Chez ces champions, on entend souvent la catégorie de «joueurs moyens », sorte de masse inconnue que l’on écrase plus qu’on ne la fréquente. Frédéric ne s’inquiète pas beaucoup de l’importance que revêt pour les équipes plus faibles, la rencontre d’une « top team » (équipe au top niveau). Se prendre une défaite fulgurante par une équipe de niveau international restera pour beaucoup de joueurs méconnus, un de leurs meilleurs souvenirs dans le jeu réseau de compétition. Une des meilleures joueuses internationale à Counter-Strike, à la fois dans une équipe féminine et dans une équipe masculine de niveau « moyen », décrit les adversaires qu’elle rencontre pour s’entraîner (Kim, Counter-Strike, 21 ans, étudiante) : - Ah beh dans ma team mixte, on essaie de jouer contre des équipes françaises moyennes (toujours ces fameuses moyennes :)) et dans ma team fille, je connais rarement les adversaires, ce sont souvent des étrangers. - Etrangers, ou étrangères ? - Etrangers en trainings de temps en temps étrangères :) - Que tu connais ou pas ? - Les filles oui, les mecs non.
Avec ces deux positions, cette joueuse s’aperçoit, dans un sourire (le smiley), du traitement particulier de « ces fameuses moyennes » que l’on a bien du mal à nommer.
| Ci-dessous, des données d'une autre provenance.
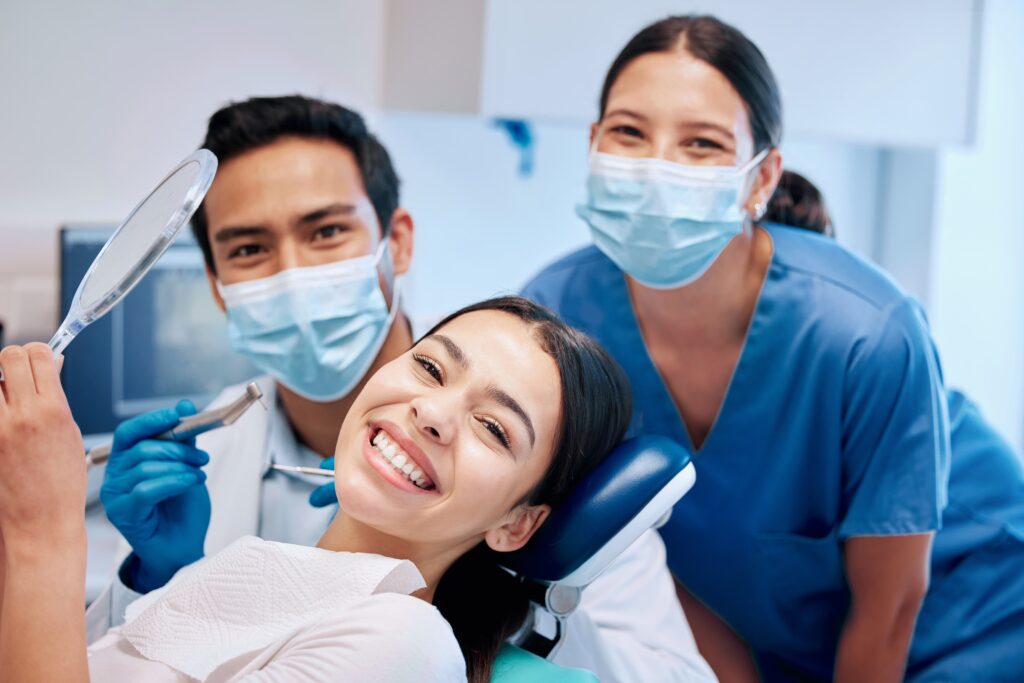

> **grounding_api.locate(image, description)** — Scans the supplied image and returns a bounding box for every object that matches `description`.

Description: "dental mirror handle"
[85,382,266,468]
[0,319,85,382]
[270,463,334,478]
[50,318,85,357]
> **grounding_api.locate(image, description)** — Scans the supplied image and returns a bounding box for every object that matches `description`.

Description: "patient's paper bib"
[121,537,425,680]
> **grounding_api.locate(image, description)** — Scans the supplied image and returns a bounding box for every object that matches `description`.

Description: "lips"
[369,421,438,493]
Que le lecteur ne s’y trompe pas, ces « teams moyennes » ont un niveau plus que convenable et son déjà assez fortes pour avoir l’honneur de jouer contre des équipes reconnues. Quant à l’équipe exclusivement féminine de Kim, parmi les meilleures mondiales, nous retrouvons à peu près la même méconnaissance des équipes rencontrées lors des entraînements, hormis les équipes féminines, bien moins nombreuses, que Kim n’irait pas jusqu’à dire qu’elles sont amies, « ce sont des “postes” quoi, enfin potesses. Pas des amies, pas des étrangères non plus ».
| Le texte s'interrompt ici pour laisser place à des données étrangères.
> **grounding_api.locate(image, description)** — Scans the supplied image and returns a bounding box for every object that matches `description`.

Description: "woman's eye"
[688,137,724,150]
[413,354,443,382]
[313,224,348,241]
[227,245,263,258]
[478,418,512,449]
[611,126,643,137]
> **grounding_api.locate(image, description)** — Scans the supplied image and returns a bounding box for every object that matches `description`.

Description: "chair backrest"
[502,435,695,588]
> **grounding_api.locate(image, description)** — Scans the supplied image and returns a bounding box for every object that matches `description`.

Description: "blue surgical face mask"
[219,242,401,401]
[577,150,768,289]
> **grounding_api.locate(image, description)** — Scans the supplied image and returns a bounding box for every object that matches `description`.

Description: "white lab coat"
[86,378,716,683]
A la GA, deux mondes coexistaient plus qu’ils ne se mélangeaient. Tandis que les champions ont le voyage remboursé par leur sponsor, les autres investissent dans l’essence. Tandis que les champions dorment et parfois mangent à l’hôtel, les autres grignotent tout le temps le même sandwich et font la sieste sur le clavier, sous la table ou au mieux dans une salle bruyante et à quitter à 8 h du matin. Les meilleurs joueurs ne fréquentent pas les mêmes espaces et se retrouvent entre eux, dans le même hôtel ou encore, sont les seuls à connaître la joie de passer sur la scène du grand amphithéâtre, donnant un sentiment d’appartenir à la même « classe », pouvant se nommer et se positionner les uns par rapport aux autres. Et les femmes à la GA ? Elles endossent le rôle et l’habit, d’hôtesses d’accueil « sexy ».
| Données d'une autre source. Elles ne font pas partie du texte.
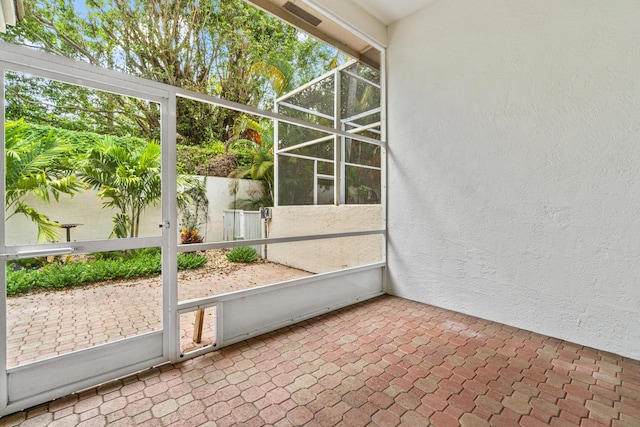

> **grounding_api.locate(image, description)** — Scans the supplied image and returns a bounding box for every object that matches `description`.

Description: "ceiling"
[246,0,434,69]
[351,0,434,25]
Espace vidéoludique et orthodoxie e-sportive 57
Le jeu vidéo compte parmi ces activités que tout le monde pense connaître parfaitement. L’enfant de 8 ans pense être un expert en la matière puisqu’il joue sur sa console tous les jours et lit un magazine spécialisé alors que par l’intermédiaire de leurs enfants, les parents croient en savoir assez sur le jeu vidéo. Et si le contact ne s’est pas réalisé aussi directement, les médias se chargeront d’en donner une image attendue, c’est-à-dire une pratique pour enfant qu’il faut contrôler. On ne compte plus les recommandations télévisées ou journalistiques sur le sujet, parlant pour l’ensemble des jeux vidéo ou créant des hiérarchies « pédagogiques » illusoires 58 . Or, chaque jeu vidéo est une pratique spécifique, aux modalités et publics propres.